Showing posts with label Goddesses. Show all posts
Showing posts with label Goddesses. Show all posts

Wednesday, February 18, 2009

Apple

The first time I came out to my parents, I came out to them as a pagan, I was thirteen. Being from a catholic background, outing myself as a pagan was just as bad as outing myself as Queer.

There was always something in spirituality that attracted me but during our religious studies at school, nothing made sense. I had questions and so many and instead of having them answered I would just get kicked out of class under the pretext that I was causing discomfort and opposing the teacher.

It never made sense to me, the sudden birth of an Adam and Eve, it didn't make sense to me that all the prophets were men and wisdom and spirituality was accessible through their words only, it didn't make sense to me, that I, who was supposed to be the image of God, as taught in my religion, found him white bearded and old in our religious study books.

I came across Gaia, mother earth, I came across all her elements and bit by bit, in my teenage head the world around me made sense. I was the image of a god, but this god was not defined by gender, this god was a one and this "One" combined all genders. This "One" combined all my facets, all the elements. Fire was in the energy of rubbing your hands against each other, air was in every breath, water made up most of my mortal flesh and this flesh was to return to dust, to earth… and all this sheltered a spirit. It made sense to be part of the One, a small particle of something big. With this I understood that we are all similar particles, that there was no hierarchy in defining human existence, that there shouldn't be.

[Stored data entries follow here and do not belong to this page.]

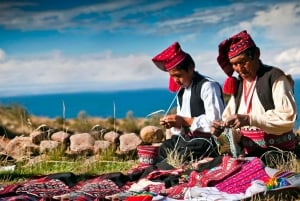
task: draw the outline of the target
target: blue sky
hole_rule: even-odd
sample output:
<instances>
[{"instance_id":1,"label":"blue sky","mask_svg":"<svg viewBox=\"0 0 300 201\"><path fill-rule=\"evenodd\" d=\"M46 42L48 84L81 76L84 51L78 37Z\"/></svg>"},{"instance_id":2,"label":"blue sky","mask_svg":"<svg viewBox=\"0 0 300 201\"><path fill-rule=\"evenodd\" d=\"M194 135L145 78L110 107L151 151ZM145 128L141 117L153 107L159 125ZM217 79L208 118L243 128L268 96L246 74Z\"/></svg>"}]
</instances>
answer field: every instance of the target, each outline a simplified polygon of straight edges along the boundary
<instances>
[{"instance_id":1,"label":"blue sky","mask_svg":"<svg viewBox=\"0 0 300 201\"><path fill-rule=\"evenodd\" d=\"M151 58L175 41L222 83L218 44L244 29L300 77L298 0L0 0L0 94L167 88Z\"/></svg>"}]
</instances>

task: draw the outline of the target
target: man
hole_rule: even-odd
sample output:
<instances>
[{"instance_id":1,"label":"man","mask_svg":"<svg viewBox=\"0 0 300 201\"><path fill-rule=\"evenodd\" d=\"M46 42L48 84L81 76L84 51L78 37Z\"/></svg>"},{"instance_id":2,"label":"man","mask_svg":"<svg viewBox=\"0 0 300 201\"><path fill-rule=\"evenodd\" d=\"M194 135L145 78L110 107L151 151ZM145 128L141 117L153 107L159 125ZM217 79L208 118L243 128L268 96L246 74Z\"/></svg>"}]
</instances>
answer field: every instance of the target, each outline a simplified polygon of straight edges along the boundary
<instances>
[{"instance_id":1,"label":"man","mask_svg":"<svg viewBox=\"0 0 300 201\"><path fill-rule=\"evenodd\" d=\"M183 161L215 156L215 144L210 134L210 124L221 118L224 110L220 85L195 71L192 57L175 42L152 61L168 72L171 84L180 89L177 94L177 113L166 114L160 124L173 134L159 150L159 161L169 154Z\"/></svg>"},{"instance_id":2,"label":"man","mask_svg":"<svg viewBox=\"0 0 300 201\"><path fill-rule=\"evenodd\" d=\"M244 153L261 156L272 148L293 150L296 102L293 86L285 73L260 60L260 50L247 31L242 31L219 45L217 61L229 76L223 91L231 98L222 115L214 121L211 132L220 136L224 127L239 135ZM236 72L239 79L231 76ZM235 82L236 81L236 82Z\"/></svg>"}]
</instances>

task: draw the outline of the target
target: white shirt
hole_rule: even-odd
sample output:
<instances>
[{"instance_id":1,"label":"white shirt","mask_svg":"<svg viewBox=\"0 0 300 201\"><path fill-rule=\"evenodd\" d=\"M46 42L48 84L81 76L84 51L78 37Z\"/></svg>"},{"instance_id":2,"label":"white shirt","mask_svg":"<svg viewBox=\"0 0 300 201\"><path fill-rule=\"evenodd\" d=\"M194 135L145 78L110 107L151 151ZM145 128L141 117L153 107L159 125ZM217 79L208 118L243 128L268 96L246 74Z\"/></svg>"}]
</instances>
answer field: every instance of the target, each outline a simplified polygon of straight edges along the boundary
<instances>
[{"instance_id":1,"label":"white shirt","mask_svg":"<svg viewBox=\"0 0 300 201\"><path fill-rule=\"evenodd\" d=\"M285 76L278 78L272 86L274 109L265 111L254 89L251 111L249 113L250 126L263 129L266 133L280 135L293 129L297 117L297 106L293 96L293 89ZM235 100L232 96L223 113L223 119L235 114ZM244 114L246 105L240 102L238 114Z\"/></svg>"},{"instance_id":2,"label":"white shirt","mask_svg":"<svg viewBox=\"0 0 300 201\"><path fill-rule=\"evenodd\" d=\"M193 123L190 126L190 130L192 132L198 130L201 132L209 133L212 121L221 119L224 110L224 103L220 98L222 92L219 84L215 81L210 80L210 78L206 79L208 79L209 81L203 83L201 94L199 94L204 103L205 114L194 117ZM181 108L177 98L177 115L179 116L192 117L190 106L191 86L184 90ZM178 129L175 128L171 128L171 132L173 134L179 134L179 132L181 131L178 131Z\"/></svg>"}]
</instances>

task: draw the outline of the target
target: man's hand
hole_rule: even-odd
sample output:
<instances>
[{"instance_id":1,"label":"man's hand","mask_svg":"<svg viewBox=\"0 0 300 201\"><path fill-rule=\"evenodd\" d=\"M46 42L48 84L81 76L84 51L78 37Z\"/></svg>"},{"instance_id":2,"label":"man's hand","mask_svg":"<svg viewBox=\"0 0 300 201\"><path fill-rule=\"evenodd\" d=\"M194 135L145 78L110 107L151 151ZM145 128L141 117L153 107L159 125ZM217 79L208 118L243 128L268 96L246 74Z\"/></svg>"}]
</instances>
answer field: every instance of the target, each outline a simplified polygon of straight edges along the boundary
<instances>
[{"instance_id":1,"label":"man's hand","mask_svg":"<svg viewBox=\"0 0 300 201\"><path fill-rule=\"evenodd\" d=\"M235 129L243 127L243 126L248 126L248 125L250 125L249 115L243 115L243 114L232 115L225 122L225 126L232 127Z\"/></svg>"},{"instance_id":2,"label":"man's hand","mask_svg":"<svg viewBox=\"0 0 300 201\"><path fill-rule=\"evenodd\" d=\"M210 125L210 133L219 137L220 134L224 131L225 122L222 120L215 120Z\"/></svg>"},{"instance_id":3,"label":"man's hand","mask_svg":"<svg viewBox=\"0 0 300 201\"><path fill-rule=\"evenodd\" d=\"M159 123L167 129L171 127L181 128L184 125L184 119L176 114L171 114L162 117Z\"/></svg>"}]
</instances>

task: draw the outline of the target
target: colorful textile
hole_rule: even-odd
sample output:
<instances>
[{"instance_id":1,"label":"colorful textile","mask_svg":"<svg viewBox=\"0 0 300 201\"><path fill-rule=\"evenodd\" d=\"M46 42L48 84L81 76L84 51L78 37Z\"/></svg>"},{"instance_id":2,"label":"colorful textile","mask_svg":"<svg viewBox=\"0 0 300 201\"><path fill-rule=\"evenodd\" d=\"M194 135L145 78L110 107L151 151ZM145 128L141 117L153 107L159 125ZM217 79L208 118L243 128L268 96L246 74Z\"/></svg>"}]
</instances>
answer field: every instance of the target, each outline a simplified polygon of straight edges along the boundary
<instances>
[{"instance_id":1,"label":"colorful textile","mask_svg":"<svg viewBox=\"0 0 300 201\"><path fill-rule=\"evenodd\" d=\"M17 194L25 193L41 198L50 198L68 192L70 192L70 189L64 182L58 179L48 179L47 177L30 180L16 189Z\"/></svg>"},{"instance_id":2,"label":"colorful textile","mask_svg":"<svg viewBox=\"0 0 300 201\"><path fill-rule=\"evenodd\" d=\"M152 197L153 197L152 195L147 195L147 194L134 195L134 196L127 197L125 201L151 201Z\"/></svg>"},{"instance_id":3,"label":"colorful textile","mask_svg":"<svg viewBox=\"0 0 300 201\"><path fill-rule=\"evenodd\" d=\"M215 186L216 184L226 180L228 177L239 172L243 163L243 160L239 160L228 155L224 156L220 166L201 173L201 186Z\"/></svg>"},{"instance_id":4,"label":"colorful textile","mask_svg":"<svg viewBox=\"0 0 300 201\"><path fill-rule=\"evenodd\" d=\"M166 175L179 176L180 174L183 173L183 171L184 170L182 168L178 168L178 169L174 169L174 170L154 170L147 175L146 179L154 180L154 179L158 179L159 177L166 176Z\"/></svg>"},{"instance_id":5,"label":"colorful textile","mask_svg":"<svg viewBox=\"0 0 300 201\"><path fill-rule=\"evenodd\" d=\"M252 181L267 181L269 178L262 161L254 157L243 164L238 172L219 182L215 187L226 193L245 193L247 188L251 186Z\"/></svg>"},{"instance_id":6,"label":"colorful textile","mask_svg":"<svg viewBox=\"0 0 300 201\"><path fill-rule=\"evenodd\" d=\"M92 198L105 198L105 196L121 192L116 183L110 179L102 179L101 177L80 182L72 190Z\"/></svg>"},{"instance_id":7,"label":"colorful textile","mask_svg":"<svg viewBox=\"0 0 300 201\"><path fill-rule=\"evenodd\" d=\"M179 184L176 186L172 186L171 188L166 189L166 194L169 198L182 200L184 199L184 195L187 191L187 184Z\"/></svg>"},{"instance_id":8,"label":"colorful textile","mask_svg":"<svg viewBox=\"0 0 300 201\"><path fill-rule=\"evenodd\" d=\"M228 58L231 59L250 47L255 47L255 43L246 30L232 36L229 41Z\"/></svg>"},{"instance_id":9,"label":"colorful textile","mask_svg":"<svg viewBox=\"0 0 300 201\"><path fill-rule=\"evenodd\" d=\"M148 166L156 163L158 146L140 145L137 147L139 166Z\"/></svg>"},{"instance_id":10,"label":"colorful textile","mask_svg":"<svg viewBox=\"0 0 300 201\"><path fill-rule=\"evenodd\" d=\"M261 129L241 129L242 143L245 153L265 149L269 146L282 150L294 150L296 146L293 131L282 135L267 134Z\"/></svg>"}]
</instances>

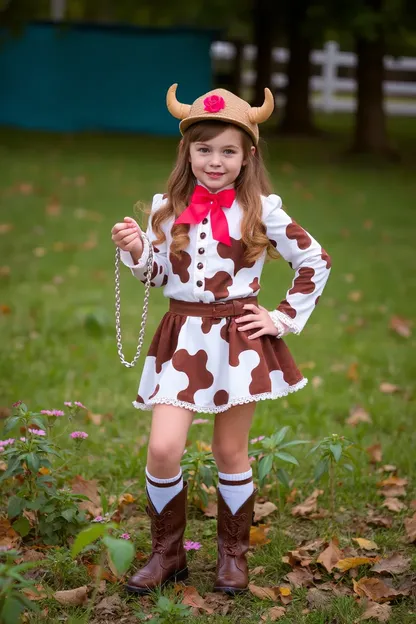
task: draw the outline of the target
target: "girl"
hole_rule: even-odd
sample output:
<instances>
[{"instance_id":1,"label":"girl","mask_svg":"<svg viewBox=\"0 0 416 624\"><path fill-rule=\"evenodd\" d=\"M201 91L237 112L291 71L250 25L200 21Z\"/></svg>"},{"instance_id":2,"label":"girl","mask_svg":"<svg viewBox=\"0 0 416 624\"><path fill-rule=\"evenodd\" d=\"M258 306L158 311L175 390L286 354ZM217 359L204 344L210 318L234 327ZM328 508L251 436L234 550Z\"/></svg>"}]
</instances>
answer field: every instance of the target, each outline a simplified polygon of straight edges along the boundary
<instances>
[{"instance_id":1,"label":"girl","mask_svg":"<svg viewBox=\"0 0 416 624\"><path fill-rule=\"evenodd\" d=\"M188 576L180 461L193 414L203 412L215 414L219 475L214 590L235 594L248 585L255 405L306 385L282 337L305 326L331 260L271 194L258 145L258 124L274 107L269 89L264 104L252 108L224 89L181 104L176 88L170 87L167 106L181 119L183 138L167 193L154 196L146 234L129 217L112 229L122 261L142 282L153 246L151 285L163 286L169 298L133 402L153 410L146 465L152 554L126 587L141 594ZM282 255L295 271L272 311L257 301L267 253Z\"/></svg>"}]
</instances>

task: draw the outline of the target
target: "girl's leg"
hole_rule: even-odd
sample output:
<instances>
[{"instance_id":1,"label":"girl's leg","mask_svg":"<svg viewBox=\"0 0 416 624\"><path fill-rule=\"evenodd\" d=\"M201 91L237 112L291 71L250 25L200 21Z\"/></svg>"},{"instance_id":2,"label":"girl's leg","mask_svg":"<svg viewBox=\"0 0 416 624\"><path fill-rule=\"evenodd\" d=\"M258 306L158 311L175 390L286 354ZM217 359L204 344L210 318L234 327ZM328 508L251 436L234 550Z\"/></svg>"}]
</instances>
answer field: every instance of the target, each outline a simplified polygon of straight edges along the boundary
<instances>
[{"instance_id":1,"label":"girl's leg","mask_svg":"<svg viewBox=\"0 0 416 624\"><path fill-rule=\"evenodd\" d=\"M246 553L254 499L248 437L256 404L236 405L215 417L212 451L218 466L218 559L214 591L247 590Z\"/></svg>"},{"instance_id":2,"label":"girl's leg","mask_svg":"<svg viewBox=\"0 0 416 624\"><path fill-rule=\"evenodd\" d=\"M158 513L183 487L180 462L193 413L174 405L155 405L147 448L146 486Z\"/></svg>"},{"instance_id":3,"label":"girl's leg","mask_svg":"<svg viewBox=\"0 0 416 624\"><path fill-rule=\"evenodd\" d=\"M128 581L126 589L145 594L188 576L183 534L186 526L187 484L180 461L192 422L192 412L171 405L155 405L147 452L147 514L152 554Z\"/></svg>"},{"instance_id":4,"label":"girl's leg","mask_svg":"<svg viewBox=\"0 0 416 624\"><path fill-rule=\"evenodd\" d=\"M254 489L248 439L255 409L256 403L246 403L215 416L212 452L218 466L218 489L232 513Z\"/></svg>"}]
</instances>

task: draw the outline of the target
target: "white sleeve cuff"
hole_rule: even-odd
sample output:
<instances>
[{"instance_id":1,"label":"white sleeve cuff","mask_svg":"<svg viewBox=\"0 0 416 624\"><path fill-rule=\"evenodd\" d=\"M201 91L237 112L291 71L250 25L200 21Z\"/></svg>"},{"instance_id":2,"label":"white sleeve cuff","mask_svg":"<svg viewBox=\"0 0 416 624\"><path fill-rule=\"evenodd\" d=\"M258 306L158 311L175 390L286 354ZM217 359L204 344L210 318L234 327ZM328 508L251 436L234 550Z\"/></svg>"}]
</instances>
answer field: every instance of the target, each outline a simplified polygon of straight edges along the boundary
<instances>
[{"instance_id":1,"label":"white sleeve cuff","mask_svg":"<svg viewBox=\"0 0 416 624\"><path fill-rule=\"evenodd\" d=\"M287 316L280 310L273 310L272 312L268 310L268 314L278 331L277 338L282 338L289 333L300 334L299 327L292 321L290 316Z\"/></svg>"},{"instance_id":2,"label":"white sleeve cuff","mask_svg":"<svg viewBox=\"0 0 416 624\"><path fill-rule=\"evenodd\" d=\"M143 269L147 264L147 260L149 258L149 239L144 233L142 235L142 241L143 253L140 256L140 260L137 264L134 264L134 260L129 251L124 251L123 249L120 249L120 260L130 269Z\"/></svg>"}]
</instances>

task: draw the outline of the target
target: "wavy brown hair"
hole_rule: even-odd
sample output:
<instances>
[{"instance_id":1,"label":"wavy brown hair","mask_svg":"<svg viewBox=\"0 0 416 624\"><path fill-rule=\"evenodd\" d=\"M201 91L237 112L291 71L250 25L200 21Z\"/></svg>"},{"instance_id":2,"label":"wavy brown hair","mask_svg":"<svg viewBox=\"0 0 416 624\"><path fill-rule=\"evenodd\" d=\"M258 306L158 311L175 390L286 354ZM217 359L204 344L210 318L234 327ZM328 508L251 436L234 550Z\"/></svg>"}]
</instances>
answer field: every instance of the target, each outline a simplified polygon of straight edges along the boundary
<instances>
[{"instance_id":1,"label":"wavy brown hair","mask_svg":"<svg viewBox=\"0 0 416 624\"><path fill-rule=\"evenodd\" d=\"M195 187L195 176L192 173L191 163L189 162L191 143L210 141L224 132L227 127L239 130L244 160L246 160L246 165L241 167L241 171L234 183L237 201L243 210L241 238L245 245L244 256L248 262L254 262L266 249L271 258L277 258L279 254L266 236L266 227L262 221L260 195L270 195L271 186L261 150L257 146L253 154L251 152L253 142L244 130L233 124L218 121L202 121L193 124L185 131L183 140L178 146L175 167L167 183L168 201L152 217L152 227L157 237L154 244L157 246L166 240L162 224L171 217L175 219L179 217L189 205ZM145 212L150 214L149 210ZM189 228L189 224L172 226L170 251L177 258L180 258L181 252L189 245Z\"/></svg>"}]
</instances>

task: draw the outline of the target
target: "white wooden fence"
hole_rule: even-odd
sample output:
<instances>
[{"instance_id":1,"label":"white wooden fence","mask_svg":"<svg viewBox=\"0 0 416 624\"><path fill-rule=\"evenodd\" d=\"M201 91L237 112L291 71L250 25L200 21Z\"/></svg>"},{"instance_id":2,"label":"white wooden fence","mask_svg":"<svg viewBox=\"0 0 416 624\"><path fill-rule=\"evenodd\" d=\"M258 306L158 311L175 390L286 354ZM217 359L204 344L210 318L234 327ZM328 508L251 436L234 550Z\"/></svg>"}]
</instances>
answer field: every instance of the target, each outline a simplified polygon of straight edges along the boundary
<instances>
[{"instance_id":1,"label":"white wooden fence","mask_svg":"<svg viewBox=\"0 0 416 624\"><path fill-rule=\"evenodd\" d=\"M235 55L235 48L232 43L225 41L215 41L211 46L211 56L213 60L231 60ZM253 61L256 56L256 48L253 45L246 45L243 49L244 61ZM289 51L285 48L273 49L273 60L278 63L288 61ZM321 74L312 76L310 79L310 89L312 92L311 103L313 108L324 112L350 112L356 108L356 81L355 78L341 78L338 76L339 67L355 67L357 55L354 52L341 52L339 45L335 41L327 41L322 50L313 50L311 63L321 67ZM416 116L416 58L401 56L393 58L384 57L384 67L387 70L396 72L414 72L413 81L391 81L385 80L384 106L390 115ZM242 72L242 84L253 86L256 74L252 69L244 69ZM273 73L272 88L279 91L287 82L286 74ZM284 95L277 94L276 101L282 105Z\"/></svg>"}]
</instances>

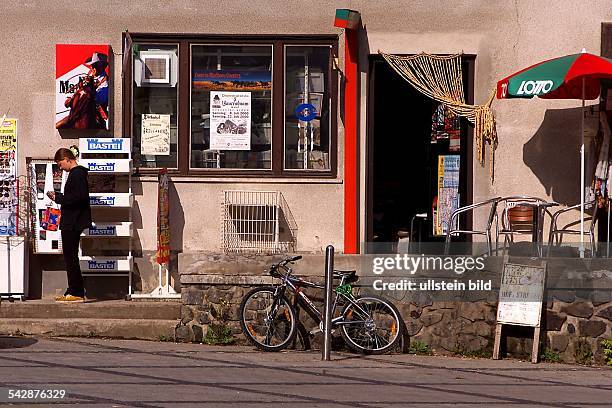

I don't understand why my questions caused such a riot in my catholic school, had they looked deep enough beyond dogma they would have realized that these are the basic founding teachings that they were supposed to transmit.

As I dwelled deeper into my pagan readings, I came across feminism and matriarchal societies, I came across woman deities and strong female mythology figures. None of this was taught at our school. No one had told me the role Ishtar played, no one had explained to me the evolution of Adonis into a certain prophet centuries later, no one had given me the option to make up my own path. No one had told me that women could be warriors instead of just child baring beings, they had not explained the sanctity of a yoni (the vagina). A woman belonged to the "Father" and from the father, passed to the husband and Lillit was nowhere to be found, she had rebelled, copulated with the devil, unworthy to go down in history. So they created Eve, but Eve could not possibly be an example for mankind, let us not make her so, let us burden her with the original sin which we shall burry between her legs and breasts. And so it was decided, what an evolution!

I grew up hiding my breasts, I grew up crossing my legs, I grew up choking my words, my thoughts, swallowing the apple over and over and over again as whole, having it stuck in my throat blocking every potential thought that dared to try to escape. They fed me that apple and St. Paul asked me to shut up and "not speak, for the Man is speaking" and I hid my breasts and cursed my period and got disgusted by my own blood and choked all of me…

The apple has rotted, it has fallen to pieces swallowed and released. I have found the One within and this is what they fear, for you to find that your hand can move energies that your breath can do miracles and that , as it was once, your body is indeed a holly pathway.

Pomegranate

Monday, February 16, 2009

On Idols and Islam

As an Islamic/Arab child, I was raised on Islamic beliefs and how Mohammad came and told people about God, saving humanity through the Koran. We heard all the stories about how he marched to the Ka3be, and destroyed all the stone idols, throwing them away and ending the adoration of idols in his time.

Personally, I was always fascinated by the way people told these stories. And I used to agree: we "should" only worship a one and only God.

After hanging out with way too many radical feminists, I started hearing about goddesses. And these immortal figures where each god and goddess represented something different. All of my life I've heard about how islam fought against idols. And now I was shocked to hear about goddesses and deities. And there was this contradiction in my head…

Now I realize that the stone idols were representations of these goddesses… people didn't worship stone! They worshiped the gods! And they created a symbol to represent them… just as we have the sword of Ali, or the Cross in Christianity.

And then I started researching these goddesses online. And I couldn't find anything written positively about lilith. Although from what I heard and understood: she represented the women who refused to obey the first man Adam. She rebelled.

During my research, I found out that she is said to be evil. She disobeyed god. She ran away from heaven, and then god sent her two guys to tell her that she had to submit and come back to heaven. She refused. They told her that as a punishment, she was no longer able to give birth! To revenge against her cruel sterilization, she said that from now on she was going to kill other mothers' babies. At the same time feminist describe her as a woman who wanted to be on top.

And then in the islamic world, lilith is said to have slept with devil and that was how jinn were born

I was intrigued because…in islam, jinn came before adam! Wtf?!

And then there is a resemblance between the devil and lilith because they both refused to submit to adam and they were both kicked out of heaven. And they made a promise to god that they would have a way to come back at god.

And so, after what I just learned through my research, and what I have learned all my life , I know that I wanna be a believer of the one and only God and his prophet, but also of the goddesses that represent something that I did not find in religion.